The primary component is ground up ice. Without the ice, the beverage is not fun. Next is some milk product. I use powdered milk (and water) whenever possible for the convenience. (I also don’t like the sound of people crying in the kitchen in the morning over dry corn flakes when the last of the milk has been used up.) I’ve also used ricotta cheese, yogurt and ice cream, although it’s a waste of good ice cream. For volume or consistency, a piece of fruit is good. Frozen bananas work well (peel them and put them in plastic wrap when they start to turn brown on the table), but I also use an apple, skin and all, rarely berries, and most unusually, a half of a cooked yam. Once in a while I’ll add something “healthy,” like ground flax seed or psyllium powder. Cocoa powder and some artificial sweetener, a splash of vanilla extract, and a shake of cinnamon complete the sludge. Blended up, adding one ice cube after another until the motor strains in protest, it resembles… sludge. If you omit the cocoa, it’s just ugly, not sludgy.

My blender is on its last leg. The gasket allows liquid to seep out slowly. Sometimes when I blend I can hear a strain on the motor, a pulling. Sometimes I sniff a little of that electrical odor, the kind you smell before a motor burns out. (Aside: What is that odor, by the way?) I surmise this happens when an ice cube drops in the way of the blades, preventing them from spinning. That’s when I hit the “off” button, poke about with my long straw (never use the straw while it’s still spinning), and then hit the “pulse” button. Vrooom! It whooshes around.

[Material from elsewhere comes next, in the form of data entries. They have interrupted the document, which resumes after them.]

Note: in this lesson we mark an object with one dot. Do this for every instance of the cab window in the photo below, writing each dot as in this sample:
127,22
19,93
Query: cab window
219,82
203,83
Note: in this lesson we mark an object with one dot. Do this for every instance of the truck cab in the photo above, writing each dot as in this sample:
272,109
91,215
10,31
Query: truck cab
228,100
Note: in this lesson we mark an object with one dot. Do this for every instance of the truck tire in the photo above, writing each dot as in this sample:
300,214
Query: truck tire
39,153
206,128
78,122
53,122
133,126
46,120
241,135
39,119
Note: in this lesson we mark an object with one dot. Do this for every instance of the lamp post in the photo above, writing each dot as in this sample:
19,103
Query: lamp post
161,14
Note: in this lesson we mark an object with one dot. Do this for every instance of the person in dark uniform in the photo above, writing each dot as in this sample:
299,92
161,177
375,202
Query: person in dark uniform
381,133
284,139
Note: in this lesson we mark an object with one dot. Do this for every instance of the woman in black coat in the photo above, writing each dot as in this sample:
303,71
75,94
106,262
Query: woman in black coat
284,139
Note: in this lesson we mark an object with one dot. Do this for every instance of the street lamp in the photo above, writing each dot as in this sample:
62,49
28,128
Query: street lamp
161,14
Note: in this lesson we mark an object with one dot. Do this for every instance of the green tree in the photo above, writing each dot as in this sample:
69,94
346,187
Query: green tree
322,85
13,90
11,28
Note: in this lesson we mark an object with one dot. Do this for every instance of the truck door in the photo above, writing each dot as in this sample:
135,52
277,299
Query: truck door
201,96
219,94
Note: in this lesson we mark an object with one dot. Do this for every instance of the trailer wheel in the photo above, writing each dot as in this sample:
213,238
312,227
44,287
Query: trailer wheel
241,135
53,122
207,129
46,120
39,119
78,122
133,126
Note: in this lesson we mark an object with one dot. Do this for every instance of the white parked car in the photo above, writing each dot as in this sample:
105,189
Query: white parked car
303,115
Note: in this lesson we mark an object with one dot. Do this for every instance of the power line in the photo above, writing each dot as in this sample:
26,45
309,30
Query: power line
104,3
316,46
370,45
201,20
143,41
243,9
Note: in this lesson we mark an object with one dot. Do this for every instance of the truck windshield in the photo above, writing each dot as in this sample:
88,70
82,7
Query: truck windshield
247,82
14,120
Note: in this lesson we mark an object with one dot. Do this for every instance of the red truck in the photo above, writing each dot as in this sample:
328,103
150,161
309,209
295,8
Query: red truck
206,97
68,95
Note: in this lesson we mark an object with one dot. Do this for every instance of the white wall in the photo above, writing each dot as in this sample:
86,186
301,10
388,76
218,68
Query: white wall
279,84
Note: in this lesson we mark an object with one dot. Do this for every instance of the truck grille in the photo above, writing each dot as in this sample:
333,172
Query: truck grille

Lately though, the liquid has been separating into two phases (note the scientific word I used): a liquidy phase on the bottom and a slushier phase at the top. What I desire is slushy all the way through.

Oster(R) Beehive Blender

Contemporary Oster(R) Beehive Blender – similar to that of my childhood

I should be wearing earplugs. That would be easier than sticking my fingers in my ears.  Also, I have never tried the blender with ice only although the rightmost button is labeled “ice crush.” That sounds so daring that maybe I’ll do it before the end of summer or the end of the blender, whichever comes first. Live dangerously!

Now you have endured my trivial notes on my on-the-way-out blender. My love of it, and sludgees, has evolved from a desire to stay cool. If I can’t provide 24/7 air conditioning for my body, at least I can freeze it from the inside out. So, having subjected you to this paen to my blender, here is my recipe for a Sludgee:

1 cup milk or (⅓ cup powdered milk plus water to equal 1 cup)
1 teaspoon cocoa powder
2 packets Equal sweetener
Some fruit: 1 banana, 1 apple (cored), OR ½ cooked yam
1 teaspoon vanilla extract
½ teaspoon (or 1 shake) ground cinnamon
10-15 ice cubes

Start blending ingredients, then add ice cubes one at a time. Whiz until it is slushy. Stick in a long straw and suck. Experience brain freeze. Rinse and repeat.